The doctor made a long pause. Presently he felt for his pipe in the darkness, groping over the table behind us with both hands. No one spoke for a bit, but all dreaded the sudden glare that would come when he struck the match. The fire was nearly out and the great hall was pitch dark.

But the story-teller did not strike that match. He was merely gaining time for some hidden reason of his own. And presently he went on with his tale in a more subdued voice.

"I quite forget," he said, "how I got back to my own room. I only know that I lay with two lighted candles for the rest of the night, and the first thing I did in the morning was to let the landlady know I was leaving her house at the end of the week.

"Smith still has my Rabbinical Treatise. At least he did not return it to me at the time, and I have never seen him since to ask for it."



A SUSPICIOUS GIFT

Blake had been in very low water for months—almost under water part of the time—due to circumstances he was fond of saying were no fault of his own; and as he sat writing in his room on "third floor back" of a New York boarding-house, part of his mind was busily occupied in wondering when his luck was going to turn again.

It was his room only in the sense that he paid the rent. Two friends, one a little Frenchman and the other a big Dane, shared it with him, both hoping eventually to contribute something towards expenses, but so far not having accomplished this result. They had two beds only, the third being a mattress they slept upon in turns, a week at a time. A good deal of their irregular "feeding" consisted of oatmeal, potatoes, and sometimes eggs, all of which they cooked on a strange utensil they had contrived to fix into the gas jet. Occasionally, when dinner failed them altogether, they swallowed a little raw rice and drank hot water from the bathroom on the top of it, and then made a wild race for bed so as to get to sleep while the sensation of false repletion was still there. For sleep and hunger are slight acquaintances as they well knew. Fortunately all New York houses are supplied with hot air, and they only had to open a grating in the wall to get a plentiful, if not a wholesome amount of heat.
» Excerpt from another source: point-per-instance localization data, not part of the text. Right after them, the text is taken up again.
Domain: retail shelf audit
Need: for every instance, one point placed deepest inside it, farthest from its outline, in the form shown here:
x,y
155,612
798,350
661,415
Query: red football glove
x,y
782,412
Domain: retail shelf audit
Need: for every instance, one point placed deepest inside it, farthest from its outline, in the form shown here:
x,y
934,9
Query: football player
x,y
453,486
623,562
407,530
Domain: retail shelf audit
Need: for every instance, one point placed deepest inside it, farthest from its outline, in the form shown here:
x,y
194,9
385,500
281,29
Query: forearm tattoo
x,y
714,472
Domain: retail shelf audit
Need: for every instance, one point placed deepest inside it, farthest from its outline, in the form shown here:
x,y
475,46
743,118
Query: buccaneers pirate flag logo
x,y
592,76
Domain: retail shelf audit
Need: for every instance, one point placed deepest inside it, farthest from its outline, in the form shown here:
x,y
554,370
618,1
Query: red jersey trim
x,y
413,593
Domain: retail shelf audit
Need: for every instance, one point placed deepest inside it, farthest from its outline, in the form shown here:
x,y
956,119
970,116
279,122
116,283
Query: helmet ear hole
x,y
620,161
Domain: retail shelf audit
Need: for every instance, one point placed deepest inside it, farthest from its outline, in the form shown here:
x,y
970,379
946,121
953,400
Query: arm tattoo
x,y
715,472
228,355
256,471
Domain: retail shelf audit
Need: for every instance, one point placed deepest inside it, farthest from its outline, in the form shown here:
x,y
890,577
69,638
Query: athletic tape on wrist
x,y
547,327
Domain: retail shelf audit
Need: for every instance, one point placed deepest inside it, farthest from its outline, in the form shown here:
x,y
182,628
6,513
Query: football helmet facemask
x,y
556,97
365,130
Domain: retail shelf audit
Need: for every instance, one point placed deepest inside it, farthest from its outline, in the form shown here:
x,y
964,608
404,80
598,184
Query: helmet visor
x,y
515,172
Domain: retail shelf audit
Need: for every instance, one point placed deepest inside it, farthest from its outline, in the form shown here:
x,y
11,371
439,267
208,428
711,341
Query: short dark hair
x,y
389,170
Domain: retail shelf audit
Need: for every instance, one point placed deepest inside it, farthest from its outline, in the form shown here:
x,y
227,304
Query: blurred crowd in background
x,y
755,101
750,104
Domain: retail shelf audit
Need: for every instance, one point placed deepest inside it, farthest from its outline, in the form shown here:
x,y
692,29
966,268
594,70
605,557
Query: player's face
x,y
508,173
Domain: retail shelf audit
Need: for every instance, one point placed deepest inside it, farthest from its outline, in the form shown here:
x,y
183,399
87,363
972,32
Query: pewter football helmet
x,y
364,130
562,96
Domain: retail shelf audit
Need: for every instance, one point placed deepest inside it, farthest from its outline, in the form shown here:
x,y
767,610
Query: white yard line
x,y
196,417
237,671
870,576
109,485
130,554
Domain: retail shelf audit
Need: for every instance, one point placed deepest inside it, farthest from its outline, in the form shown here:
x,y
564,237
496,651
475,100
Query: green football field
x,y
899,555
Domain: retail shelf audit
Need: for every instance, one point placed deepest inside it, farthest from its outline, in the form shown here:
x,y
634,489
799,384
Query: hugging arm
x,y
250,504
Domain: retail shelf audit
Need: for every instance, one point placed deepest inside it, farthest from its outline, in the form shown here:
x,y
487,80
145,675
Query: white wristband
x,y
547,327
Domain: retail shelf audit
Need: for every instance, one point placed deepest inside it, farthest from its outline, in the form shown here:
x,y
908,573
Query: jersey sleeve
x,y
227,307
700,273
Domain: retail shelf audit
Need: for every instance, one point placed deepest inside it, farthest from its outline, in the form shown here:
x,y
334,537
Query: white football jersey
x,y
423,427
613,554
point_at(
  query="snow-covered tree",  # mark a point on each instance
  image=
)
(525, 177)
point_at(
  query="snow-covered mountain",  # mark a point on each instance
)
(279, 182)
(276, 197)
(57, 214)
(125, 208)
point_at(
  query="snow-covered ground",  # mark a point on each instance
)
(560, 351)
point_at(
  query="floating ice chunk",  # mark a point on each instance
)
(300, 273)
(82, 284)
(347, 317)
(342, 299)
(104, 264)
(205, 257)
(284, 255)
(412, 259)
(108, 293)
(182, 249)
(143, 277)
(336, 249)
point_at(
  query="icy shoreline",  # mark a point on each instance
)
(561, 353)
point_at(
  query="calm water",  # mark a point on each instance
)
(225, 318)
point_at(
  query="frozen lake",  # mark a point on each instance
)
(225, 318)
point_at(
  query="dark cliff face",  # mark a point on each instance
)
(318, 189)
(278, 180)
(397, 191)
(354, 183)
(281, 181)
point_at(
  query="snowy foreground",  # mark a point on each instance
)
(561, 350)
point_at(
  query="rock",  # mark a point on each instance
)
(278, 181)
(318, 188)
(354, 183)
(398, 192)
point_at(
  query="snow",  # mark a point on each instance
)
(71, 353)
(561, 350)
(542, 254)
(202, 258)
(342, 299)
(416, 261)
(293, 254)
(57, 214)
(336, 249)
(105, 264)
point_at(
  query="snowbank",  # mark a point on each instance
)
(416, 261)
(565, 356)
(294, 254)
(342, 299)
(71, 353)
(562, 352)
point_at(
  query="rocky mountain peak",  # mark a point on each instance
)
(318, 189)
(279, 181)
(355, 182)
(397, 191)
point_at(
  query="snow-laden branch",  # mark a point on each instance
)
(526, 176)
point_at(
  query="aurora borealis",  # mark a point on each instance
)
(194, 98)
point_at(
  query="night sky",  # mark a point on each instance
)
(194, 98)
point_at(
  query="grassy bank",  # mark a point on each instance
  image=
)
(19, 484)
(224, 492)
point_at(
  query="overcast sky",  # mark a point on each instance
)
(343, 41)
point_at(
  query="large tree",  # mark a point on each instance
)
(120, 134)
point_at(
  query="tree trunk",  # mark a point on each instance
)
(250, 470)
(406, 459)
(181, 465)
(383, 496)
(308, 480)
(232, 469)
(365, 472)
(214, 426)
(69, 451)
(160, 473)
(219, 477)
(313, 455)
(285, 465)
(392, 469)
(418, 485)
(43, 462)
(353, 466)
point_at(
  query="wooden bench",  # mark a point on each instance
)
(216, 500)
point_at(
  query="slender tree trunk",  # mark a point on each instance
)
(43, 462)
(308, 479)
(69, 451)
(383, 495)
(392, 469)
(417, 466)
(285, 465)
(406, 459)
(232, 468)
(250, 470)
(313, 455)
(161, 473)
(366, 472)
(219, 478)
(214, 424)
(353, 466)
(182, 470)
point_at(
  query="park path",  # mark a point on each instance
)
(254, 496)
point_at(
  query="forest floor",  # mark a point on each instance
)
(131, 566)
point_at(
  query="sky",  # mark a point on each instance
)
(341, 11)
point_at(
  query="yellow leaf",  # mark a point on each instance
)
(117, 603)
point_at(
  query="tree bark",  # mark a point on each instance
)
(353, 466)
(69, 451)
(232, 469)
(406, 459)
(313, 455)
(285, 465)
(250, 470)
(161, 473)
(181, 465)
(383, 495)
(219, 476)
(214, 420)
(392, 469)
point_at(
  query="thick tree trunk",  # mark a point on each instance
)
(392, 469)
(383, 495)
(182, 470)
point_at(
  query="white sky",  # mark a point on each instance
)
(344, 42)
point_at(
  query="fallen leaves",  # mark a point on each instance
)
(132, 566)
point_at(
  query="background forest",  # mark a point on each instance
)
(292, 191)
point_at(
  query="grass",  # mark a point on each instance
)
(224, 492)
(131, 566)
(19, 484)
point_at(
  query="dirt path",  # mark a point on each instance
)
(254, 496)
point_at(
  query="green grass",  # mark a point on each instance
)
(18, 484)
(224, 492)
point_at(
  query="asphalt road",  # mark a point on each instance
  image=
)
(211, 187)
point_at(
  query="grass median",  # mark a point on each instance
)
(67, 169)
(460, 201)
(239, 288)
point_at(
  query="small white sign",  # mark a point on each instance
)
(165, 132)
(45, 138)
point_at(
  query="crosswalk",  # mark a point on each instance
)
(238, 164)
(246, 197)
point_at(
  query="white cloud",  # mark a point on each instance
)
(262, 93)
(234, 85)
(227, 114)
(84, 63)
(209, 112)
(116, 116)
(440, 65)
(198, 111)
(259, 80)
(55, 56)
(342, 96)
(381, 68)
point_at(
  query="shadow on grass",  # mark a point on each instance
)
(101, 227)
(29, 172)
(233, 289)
Though loneliness in a big city is a real punishment, as they had severally learnt to their cost, their experiences, three in a small room for several months, had revealed to them horrors of quite another kind, and their nerves had suffered according to the temperament of each. But, on this particular evening, as Blake sat scribbling by the only window that was not cracked, the Dane and the Frenchman, his companions in adversity, were in wonderful luck. They had both been asked out to a restaurant to dine with a friend who also held out to one of them a chance of work and remuneration. They would not be back till late, and when they did come they were pretty sure to bring in supplies of one kind or another. For the Frenchman never could resist the offer of a glass of absinthe, and this meant that he would be able to help himself plentifully from the free-lunch counters, with which all New York bars are furnished, and to which any purchaser of a drink is entitled to help himself and devour on the spot or carry away casually in his hand for consumption elsewhere. Thousands of unfortunate men get their sole subsistence in this way in New York, and experience soon teaches where, for the price of a single drink, a man can take away almost a meal of chip potatoes, sausage, bits of bread, and even eggs. The Frenchman and the Dane knew their way about, and Blake looked forward to a supper more or less substantial before pulling his mattress out of the cupboard and turning in upon the floor for the night.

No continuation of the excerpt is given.